Más allá de lo retorcidamente enfermo que luce su ego, hay en la aparición bravucona de Aznar en el Congreso la expresión de una forma de entender el poder y de ejercerlo históricamente desde un privilegio bautismal, sin concesiones. En sus maneras sobradas y despectivas, en sus gestos altaneros para negar lo evidente, se concentra todo el estilo de la derecha política arrasante, que manda desde la cuna, que gobierna desde el chuleo, que se impone porque pisa más fuerte, que se perpetúa cueste lo que cueste, mienta lo que mienta, mate a quien mate, sin bajar el tono, sin reconocer nada a nadie, sin autocrítica, con todos los medios y altavoces a su alcance. Porque sus ancestros franquistas pisaron así de fuerte y les enseñaron a pisar. Porque nunca les tocó ser "los otros".
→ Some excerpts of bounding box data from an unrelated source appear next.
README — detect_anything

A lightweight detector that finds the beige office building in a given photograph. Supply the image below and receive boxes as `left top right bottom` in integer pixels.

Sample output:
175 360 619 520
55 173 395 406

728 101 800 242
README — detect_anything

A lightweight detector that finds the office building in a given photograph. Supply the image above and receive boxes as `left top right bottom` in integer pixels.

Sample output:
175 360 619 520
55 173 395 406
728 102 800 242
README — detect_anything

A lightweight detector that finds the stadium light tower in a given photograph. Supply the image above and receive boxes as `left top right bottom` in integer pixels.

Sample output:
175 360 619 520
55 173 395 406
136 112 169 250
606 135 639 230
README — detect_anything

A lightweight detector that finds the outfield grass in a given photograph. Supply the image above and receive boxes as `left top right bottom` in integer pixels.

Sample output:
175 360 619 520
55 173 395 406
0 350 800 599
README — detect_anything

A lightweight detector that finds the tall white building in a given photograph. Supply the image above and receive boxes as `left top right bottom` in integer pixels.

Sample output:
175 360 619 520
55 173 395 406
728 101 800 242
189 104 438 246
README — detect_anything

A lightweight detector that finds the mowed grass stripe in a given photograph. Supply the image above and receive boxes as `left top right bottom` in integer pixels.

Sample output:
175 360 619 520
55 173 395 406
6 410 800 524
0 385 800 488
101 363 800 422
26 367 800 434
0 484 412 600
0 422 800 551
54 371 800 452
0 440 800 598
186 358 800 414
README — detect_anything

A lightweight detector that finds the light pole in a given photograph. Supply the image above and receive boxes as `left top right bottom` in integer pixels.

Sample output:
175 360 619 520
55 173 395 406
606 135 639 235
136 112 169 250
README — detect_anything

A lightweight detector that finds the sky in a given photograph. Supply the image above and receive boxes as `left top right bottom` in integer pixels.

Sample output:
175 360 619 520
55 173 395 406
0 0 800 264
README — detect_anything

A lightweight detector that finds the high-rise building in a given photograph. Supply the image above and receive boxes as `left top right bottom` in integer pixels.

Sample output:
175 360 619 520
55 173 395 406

¿Qué es la "derecha sin complejos" a la que han hecho referencia los 'Aznar lovers' en las últimas horas? Es la que no se acompleja porque se sabe inmune, que se muestra desfachatada porque se ha acostumbrado a avanzar cometiendo arbitrariedades y violando derechos, cuando no creando una burbuja económica o una caja B, sin complejos, claro, sin vergüenza. Por eso enamora a otros bravucones que lo consideran un jefazo, que añoran los días del bigote y la mano dura, los días de robar sin complejos. Los días en que se iban a la guerra.